Advertisement

Kirkland Faces Stiff Battle for AFL-CIO Helm

Share
TIMES STAFF WRITER

Touching off what figures to be a fierce, historic battle for the leadership of America’s struggling labor movement, 73-year-old Lane Kirkland announced Tuesday that he would seek another two-year term this fall as president of the AFL-CIO.

Almost immediately, a group of powerful labor leaders representing 11 unions fired back with an announcement that they would oppose Kirkland and put together their own slate of candidates for the AFL-CIO’s highest offices.

“We believe that new, bold and effective leadership is needed, and we believe it’s there to be found,” said Gerald W. McEntee, president of the massive American Federation of State, County and Municipal Employees and the spokesman for the dissident group.

Advertisement

The struggle for the leadership of the 13.3-million-member AFL-CIO comes against the backdrop of a long-term decline in the organization’s political influence and in the percentage of the U.S. work force it represents.

“There’s a real reason why organized labor is taking a beating, and it has a lot to do with the fact that the leadership is out of touch,” said Charles B. Craver, a labor law professor at George Washington University in Washington, D.C., and author of the 1993 book “Can Unions Survive? The Rejuvenation of the American Labor Movement.”

Craver noted that organized labor today represents fewer than one out of every six American workers, down from more than one out of three in the mid-1950s. Meanwhile, despite the presence of a Democrat in the White House, the AFL-CIO has continued to suffer bitter legislative defeats, including the 1993 passage of the North American Free Trade Agreement.

Among other things, the AFL-CIO’s setbacks have been attributed to the contraction of many of the manufacturing industries that once were union strongholds. In addition, many unions were slow to make inroads among women and minority workers, who account for much of the growth in the labor force.

And critics fault the old-line leaders of the AFL-CIO with failing to make a compelling case to persuade American workers to support the labor movement.

Kirkland is only the second person to serve as president of the AFL-CIO, having succeeded George Meany 16 years ago. The professorial Kirkland was briefly challenged by two other union presidents before being elected to the first of his eight consecutive terms, but since then he has faced little public opposition from the leaders of the nation’s major unions until recently.

Advertisement

“There have been backstage rivalries . . . but there’s never been anything this out in the open in the AFL-CIO before,” said Thomas Geoghegan, a Chicago labor lawyer who has written extensively about the labor movement.

For a historic precedent, Geoghegan pointed back to the mid-1930s, when the Congress of Industrial Organizations broke away from the American Federation of Labor and formed a rival organization. The groups reunited in 1955, establishing the current AFL-CIO.

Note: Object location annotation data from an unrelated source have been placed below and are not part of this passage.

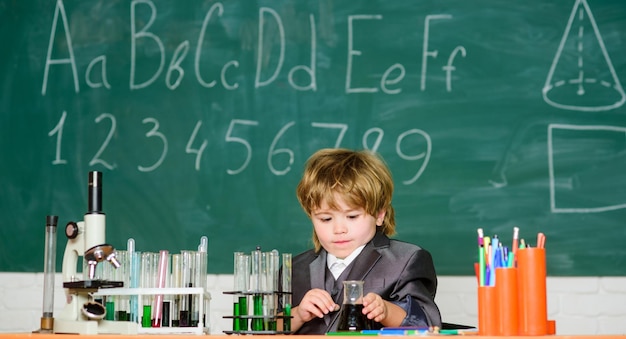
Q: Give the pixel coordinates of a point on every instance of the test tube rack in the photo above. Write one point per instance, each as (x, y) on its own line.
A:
(250, 319)
(205, 296)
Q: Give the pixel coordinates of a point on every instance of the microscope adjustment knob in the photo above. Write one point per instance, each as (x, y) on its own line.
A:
(71, 230)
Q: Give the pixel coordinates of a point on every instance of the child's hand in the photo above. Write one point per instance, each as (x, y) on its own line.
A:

While some experts recently have discounted the chances of a successful challenge to the tradition-bound leadership of the AFL-CIO, the dissident group’s prospects are bolstered by the support of the presidents of the nation’s two biggest unions, AFSCME’s McEntee and Ron Carey of the International Brotherhood of Teamsters.

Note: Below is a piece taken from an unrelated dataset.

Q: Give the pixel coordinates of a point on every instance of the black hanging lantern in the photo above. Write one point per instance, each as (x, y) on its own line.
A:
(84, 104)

In all, the 11 unions represented in the dissident group have as many as 6.5 million workers, nearly half of the AFL-CIO’s membership. “When you have a base of 6.5 million people, that’s an awfully good start,” McEntee said in a telephone interview from his union’s headquarters in Washington.

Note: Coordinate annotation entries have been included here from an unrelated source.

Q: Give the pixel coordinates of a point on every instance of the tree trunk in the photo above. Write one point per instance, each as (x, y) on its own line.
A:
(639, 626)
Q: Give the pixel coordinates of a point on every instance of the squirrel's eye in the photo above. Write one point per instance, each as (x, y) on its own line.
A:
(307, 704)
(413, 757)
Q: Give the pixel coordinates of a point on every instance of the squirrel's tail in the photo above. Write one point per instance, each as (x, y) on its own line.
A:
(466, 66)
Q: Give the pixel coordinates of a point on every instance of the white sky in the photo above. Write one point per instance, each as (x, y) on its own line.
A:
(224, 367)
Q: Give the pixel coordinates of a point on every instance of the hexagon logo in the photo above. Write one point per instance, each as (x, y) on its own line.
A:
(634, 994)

The goal of the opposition group, McEntee said, is to “open up” the labor federation’s decision-making process beyond the circle of union leaders on the AFL-CIO’s 35-member executive council. He said he plans to seek the support of the roughly 50 union presidents in the federation who do not serve on the council.

“There is no precedent for this,” McEntee said. “These are unchartered waters, but I think it’s great for the American labor movement. . . . There’s nothing wrong with a struggle, and we’re still together on the main issues,” such as worker-safety and pay issues.

Advertisement

McEntee, who said he would not be a candidate for president or secretary-treasurer, the No. 2 job, on the dissident group’s ticket, predicted that the entire 35-member slate would be named before the AFL-CIO’s executive council meeting in August. Other than Kirkland, no other candidates have entered the running for president or secretary-treasurer of the AFL-CIO.

The open battle for the leadership of the AFL-CIO began following Monday’s surprise retirement announcement by Secretary-Treasurer Thomas R. Donahue, Kirkland’s partner at the top of the AFL-CIO hierarchy for the last 16 years.

Many of the dissident union leaders had hoped Kirkland would step aside at the October convention, enabling the 66-year-old Donahue to serve one or two two-year terms while the AFL-CIO coalesced behind a long-term successor.

But in a letter to fellow members of the AFL-CIO’s Executive Council, Donahue said he had been “injected into a debate in which I have made it clear I will not participate. I said to you and to all the members of the council in February, that I felt ‘middled,’ that I was not a candidate for the presidency of the federation, that no vacancy existed and that I have supported and would support Lane.”

When asked at a Tuesday news conference if he would seek reelection, Kirkland tersely replied: “If nominated, I will stand. If elected, I will serve.”